Today’s Reminder That Hollywood is a Strange Place
Posted on August 19, 2009 Posted by John Scalzi 35 Comments
The guys who produced Terminator: Salvation, a worldwide hit, have filed for bankruptcy:
Even though the movie has sold a healthy $370 million worth of tickets around the world and has yet to be released on DVD and in other post-theatrical markets, Anderson and Kubicek apparently couldn’t stay afloat. As detailed in yesterday’s lawsuits, they don’t have the assets to pay back one of several loans made by Santa Barbara hedge fund Pacificor, which financed their $30-million purchase of the “Terminator” rights and loaned $9 million for other operating expenses… The list of creditors for Anderson and Kubicek’s three companies — T Asset Acquisition Company, Dominion Group and Halcyon Holding Group — includes four major studios and several big names involved in “Salvation,” including star Christian Bale and director McG. Even California Gov. Arnold Schwarzenegger, whose face is briefly seen near the end of the movie, is on the list.
Even with the caveat that film grosses do not equal what the producers net from the film (by a long shot), it nevertheless does take a special amount of doing to make that much money and yet not have enough money. One wrinkle is that the producers do appear to be quite litigious (their largest creditors are law firms); the other wrinkle is that the Terminator property in itself was mightily expensive for the producers to purchase.

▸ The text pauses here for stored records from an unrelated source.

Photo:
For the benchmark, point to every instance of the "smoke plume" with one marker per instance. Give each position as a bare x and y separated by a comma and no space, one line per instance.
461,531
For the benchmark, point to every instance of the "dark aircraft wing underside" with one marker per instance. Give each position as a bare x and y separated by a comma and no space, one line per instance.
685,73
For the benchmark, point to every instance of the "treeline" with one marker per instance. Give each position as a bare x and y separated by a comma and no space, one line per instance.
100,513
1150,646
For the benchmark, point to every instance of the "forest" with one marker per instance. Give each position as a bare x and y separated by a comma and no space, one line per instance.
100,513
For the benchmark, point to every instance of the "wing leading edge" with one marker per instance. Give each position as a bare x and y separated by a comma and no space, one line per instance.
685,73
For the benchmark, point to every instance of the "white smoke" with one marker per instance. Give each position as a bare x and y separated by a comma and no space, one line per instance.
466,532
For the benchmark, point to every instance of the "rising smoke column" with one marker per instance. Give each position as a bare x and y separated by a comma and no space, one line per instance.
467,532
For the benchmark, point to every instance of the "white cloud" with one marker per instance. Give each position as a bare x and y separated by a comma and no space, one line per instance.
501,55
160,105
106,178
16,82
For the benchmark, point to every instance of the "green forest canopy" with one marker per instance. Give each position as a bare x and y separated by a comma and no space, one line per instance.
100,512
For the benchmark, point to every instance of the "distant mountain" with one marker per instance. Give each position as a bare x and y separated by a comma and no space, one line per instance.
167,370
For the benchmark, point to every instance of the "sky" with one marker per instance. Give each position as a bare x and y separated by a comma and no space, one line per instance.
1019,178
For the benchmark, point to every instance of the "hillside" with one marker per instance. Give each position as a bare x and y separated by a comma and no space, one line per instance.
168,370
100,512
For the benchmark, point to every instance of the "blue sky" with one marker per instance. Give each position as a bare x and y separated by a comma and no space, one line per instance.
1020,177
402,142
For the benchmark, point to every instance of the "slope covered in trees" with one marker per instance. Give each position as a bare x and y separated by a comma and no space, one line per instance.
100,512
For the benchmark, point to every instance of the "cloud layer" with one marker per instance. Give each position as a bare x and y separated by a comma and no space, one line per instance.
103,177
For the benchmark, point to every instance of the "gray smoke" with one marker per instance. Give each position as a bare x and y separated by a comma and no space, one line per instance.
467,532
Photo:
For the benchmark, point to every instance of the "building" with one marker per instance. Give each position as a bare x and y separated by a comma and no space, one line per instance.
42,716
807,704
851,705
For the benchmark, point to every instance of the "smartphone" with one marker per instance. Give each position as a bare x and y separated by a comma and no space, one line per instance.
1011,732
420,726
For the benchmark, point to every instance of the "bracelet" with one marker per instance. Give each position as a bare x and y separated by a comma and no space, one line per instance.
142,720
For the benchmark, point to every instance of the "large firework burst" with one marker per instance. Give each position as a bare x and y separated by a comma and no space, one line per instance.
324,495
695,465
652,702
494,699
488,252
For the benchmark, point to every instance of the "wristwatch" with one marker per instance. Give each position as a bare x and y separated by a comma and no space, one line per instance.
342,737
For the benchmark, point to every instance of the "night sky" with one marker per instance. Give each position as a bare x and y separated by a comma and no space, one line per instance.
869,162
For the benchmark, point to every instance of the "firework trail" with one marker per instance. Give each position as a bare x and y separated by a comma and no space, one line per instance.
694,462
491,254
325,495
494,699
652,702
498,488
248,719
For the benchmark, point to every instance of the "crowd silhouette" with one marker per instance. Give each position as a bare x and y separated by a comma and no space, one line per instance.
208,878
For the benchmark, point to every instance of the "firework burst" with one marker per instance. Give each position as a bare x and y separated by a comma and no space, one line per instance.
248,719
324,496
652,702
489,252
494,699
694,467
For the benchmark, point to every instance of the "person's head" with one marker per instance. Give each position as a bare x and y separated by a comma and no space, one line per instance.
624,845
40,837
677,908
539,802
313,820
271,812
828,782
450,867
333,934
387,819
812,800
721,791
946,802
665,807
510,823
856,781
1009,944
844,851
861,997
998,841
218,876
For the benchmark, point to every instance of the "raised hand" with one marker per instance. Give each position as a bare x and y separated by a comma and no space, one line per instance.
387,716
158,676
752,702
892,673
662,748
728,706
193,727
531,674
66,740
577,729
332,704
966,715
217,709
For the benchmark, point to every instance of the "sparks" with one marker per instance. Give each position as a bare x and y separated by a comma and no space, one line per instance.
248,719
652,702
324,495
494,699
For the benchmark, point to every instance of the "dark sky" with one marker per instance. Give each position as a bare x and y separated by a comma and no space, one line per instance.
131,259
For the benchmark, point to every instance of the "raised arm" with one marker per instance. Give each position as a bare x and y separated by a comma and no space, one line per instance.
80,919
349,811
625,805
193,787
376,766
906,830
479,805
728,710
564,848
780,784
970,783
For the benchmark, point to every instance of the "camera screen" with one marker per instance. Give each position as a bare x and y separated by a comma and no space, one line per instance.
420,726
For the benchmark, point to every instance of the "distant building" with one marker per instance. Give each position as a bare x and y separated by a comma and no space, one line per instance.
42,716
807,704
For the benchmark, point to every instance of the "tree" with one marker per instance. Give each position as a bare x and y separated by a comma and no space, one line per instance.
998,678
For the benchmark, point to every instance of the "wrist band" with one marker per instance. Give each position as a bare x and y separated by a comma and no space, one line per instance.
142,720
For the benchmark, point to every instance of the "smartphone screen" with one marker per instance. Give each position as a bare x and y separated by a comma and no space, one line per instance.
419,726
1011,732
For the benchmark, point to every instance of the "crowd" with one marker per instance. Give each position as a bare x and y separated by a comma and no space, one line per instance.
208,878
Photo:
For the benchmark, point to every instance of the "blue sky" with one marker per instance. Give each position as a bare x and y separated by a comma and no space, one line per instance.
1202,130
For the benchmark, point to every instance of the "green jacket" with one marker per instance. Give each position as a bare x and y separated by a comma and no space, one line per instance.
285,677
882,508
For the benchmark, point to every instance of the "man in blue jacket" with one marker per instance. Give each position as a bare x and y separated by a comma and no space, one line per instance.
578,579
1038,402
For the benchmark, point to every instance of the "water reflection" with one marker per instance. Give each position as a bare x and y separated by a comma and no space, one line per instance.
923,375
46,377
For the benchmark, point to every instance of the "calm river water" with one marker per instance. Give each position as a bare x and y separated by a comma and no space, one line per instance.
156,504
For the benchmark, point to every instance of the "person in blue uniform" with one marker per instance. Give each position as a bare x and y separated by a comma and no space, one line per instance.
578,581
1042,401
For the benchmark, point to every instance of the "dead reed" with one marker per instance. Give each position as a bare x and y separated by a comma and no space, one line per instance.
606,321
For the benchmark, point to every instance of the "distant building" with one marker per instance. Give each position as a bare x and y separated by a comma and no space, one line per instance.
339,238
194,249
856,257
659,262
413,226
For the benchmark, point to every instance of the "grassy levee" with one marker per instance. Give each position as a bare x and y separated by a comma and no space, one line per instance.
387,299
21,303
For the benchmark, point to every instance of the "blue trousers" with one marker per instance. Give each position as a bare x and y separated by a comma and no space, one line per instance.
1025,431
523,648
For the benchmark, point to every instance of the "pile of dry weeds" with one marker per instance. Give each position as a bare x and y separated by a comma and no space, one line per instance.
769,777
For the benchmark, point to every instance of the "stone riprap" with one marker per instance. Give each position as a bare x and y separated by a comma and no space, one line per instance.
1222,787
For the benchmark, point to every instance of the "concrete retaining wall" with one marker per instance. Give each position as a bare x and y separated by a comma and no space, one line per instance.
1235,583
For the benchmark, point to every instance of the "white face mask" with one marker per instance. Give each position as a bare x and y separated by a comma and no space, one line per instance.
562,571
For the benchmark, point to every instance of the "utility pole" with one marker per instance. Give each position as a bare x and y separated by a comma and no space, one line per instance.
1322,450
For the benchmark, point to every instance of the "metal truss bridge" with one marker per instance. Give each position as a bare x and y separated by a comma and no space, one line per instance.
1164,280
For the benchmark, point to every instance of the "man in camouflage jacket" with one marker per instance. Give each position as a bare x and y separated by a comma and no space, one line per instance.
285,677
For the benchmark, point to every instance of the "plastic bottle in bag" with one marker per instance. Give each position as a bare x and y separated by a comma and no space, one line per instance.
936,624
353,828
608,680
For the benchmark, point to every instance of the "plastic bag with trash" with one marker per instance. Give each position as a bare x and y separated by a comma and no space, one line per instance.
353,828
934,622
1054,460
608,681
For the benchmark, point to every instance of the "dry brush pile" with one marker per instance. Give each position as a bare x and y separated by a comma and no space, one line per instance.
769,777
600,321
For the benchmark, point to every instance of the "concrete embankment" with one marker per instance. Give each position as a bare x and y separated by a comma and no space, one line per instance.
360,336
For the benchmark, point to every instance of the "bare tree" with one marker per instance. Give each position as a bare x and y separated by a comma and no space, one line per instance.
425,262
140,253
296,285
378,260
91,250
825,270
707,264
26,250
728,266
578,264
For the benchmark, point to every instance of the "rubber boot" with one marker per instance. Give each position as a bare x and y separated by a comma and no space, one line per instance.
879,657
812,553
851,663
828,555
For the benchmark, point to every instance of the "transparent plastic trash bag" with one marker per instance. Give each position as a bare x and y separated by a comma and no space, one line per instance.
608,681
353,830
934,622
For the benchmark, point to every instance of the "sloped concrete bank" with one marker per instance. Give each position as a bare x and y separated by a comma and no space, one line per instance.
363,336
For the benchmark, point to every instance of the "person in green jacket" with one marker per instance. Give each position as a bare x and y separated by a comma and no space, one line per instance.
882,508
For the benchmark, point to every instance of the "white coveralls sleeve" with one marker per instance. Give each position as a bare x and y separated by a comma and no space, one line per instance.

The lesson here might be that it’s time to develop new properties and franchises, said the science fiction writer who just happens to have several that would make excellent, excellent films. The other lesson: The film industry, it’s just plain wacky.
I think a better way to put it is that the film industry is just plain scummy. See Buchwald v. Paramount for what they think “net” profits really mean for a hugely successful picture.
The lesson here might be that it’s time to develop new properties and franchises,
Yes, please! Also, ones that aren’t so mind numbing and ludicrous as time traveling killer robots who think the best way to conquer humanity is with a convoluted grandfather paradox. As opposed to, say, nuking them from orbit.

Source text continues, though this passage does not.